Alderman Moon stated, then gas prices influence the electric prices.
Mr. Vorhees stated the closest correlation between the energies. Natural gas drives the peeking turbines, power plants. It’s a good indicator.
Mayor Inman stated we will take this under advisement and come up with a recommendation for action at next Monday night’s meeting.
The sixth item on the agenda for discussion was on an ordinance to provide for the levy and collection of taxes for the year 2021, payable in 2022 for the City of Macomb, McDonough County, Illinois. This ordinance had first read last Monday night. There was no discussion and Mayor Inman stated it would be placed on the agenda for second reading and final action at next Monday night’s meeting.
The seventh item on the agenda for discussion was on an ordinance to abate the direct annual tax Levied for 2021 to pay the annual debt service on $2,275,000 in General Obligation Refunding Bonds (Waterworks Alternate Revenue Source) Series 2016 and $4,010,000 in General Obligation Refunding Bonds, (Infrastructure Projects Alternate Revenue Source) Series 2020. This ordinance had first read last Monday night.
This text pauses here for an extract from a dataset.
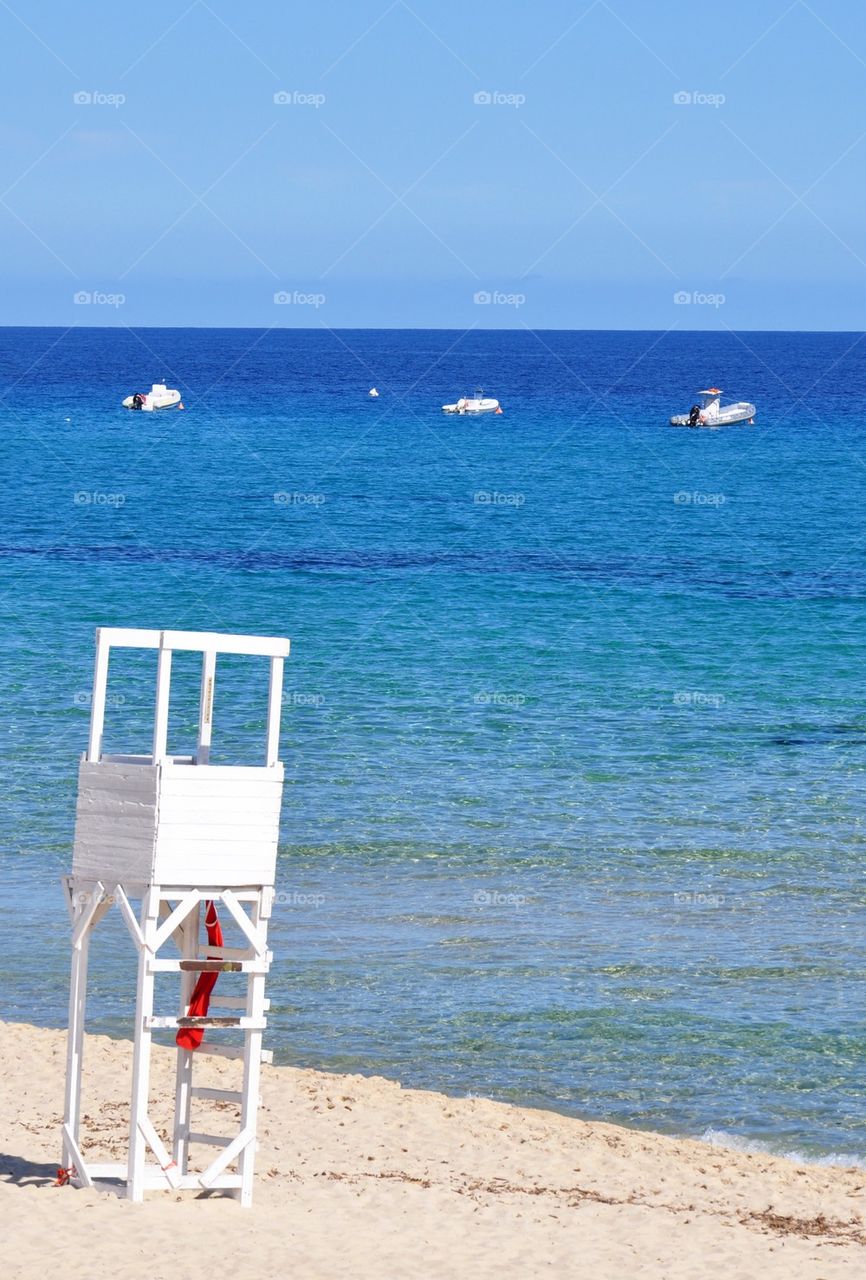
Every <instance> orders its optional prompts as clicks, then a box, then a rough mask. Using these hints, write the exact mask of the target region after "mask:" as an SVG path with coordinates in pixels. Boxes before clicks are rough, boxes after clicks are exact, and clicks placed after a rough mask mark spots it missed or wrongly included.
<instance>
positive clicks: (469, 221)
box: [0, 0, 866, 330]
There was no discussion and Mayor Inman stated it would be placed on the agenda for second reading and final action at next Monday night’s meeting.
The eighth item on the agenda for discussion was on an ordinance to amend Chapter 16, Section 54 and Chapter 15, Section 407 of the Municipal Code of Macomb, Illinois pertaining to cannabis. This ordinance had first read last Monday night. There was no discussion and Mayor Inman stated it would be placed on the agenda for second reading and final action at next Monday night’s meeting.
The nineth item on the agenda for discussion was on an ordinance to amend portions of Chapter 17 and add Article IX to Chapter 17 of the Municipal Code of Macomb, Illinois. This ordinance had first read last Monday night.
CDC John Bannon explained the ordinance was recommended by the Planning Commission because there is currently no ordinance pertaining to solar on a small scale for residential or medium and large-scale solar decommissioning plans and requirements. This would formalize a process.
There was no further discussion and Mayor Inman stated it would be placed on the agenda for second reading and final action at next Monday night’s meeting.
The tenth item on the agenda for discussion was on an ordinance approving and adopting the completion of the Macomb Downtown TIF District Redevelopment Project Area, Plan, Projects and Obligations. This ordinance had first read last Monday night. There was no discussion and Mayor Inman stated it would be placed on the agenda for second reading and final action at next Monday night’s meeting.
Upon a motion being duly made by Alderman Vigezzi, seconded by Alderman Wynn to adjourn the meeting, all Aldermen voted “Aye” by voice vote with no “Nay” votes, Mayor Inman declared the motion carried and they adjourned the meeting at 5:58 p.m.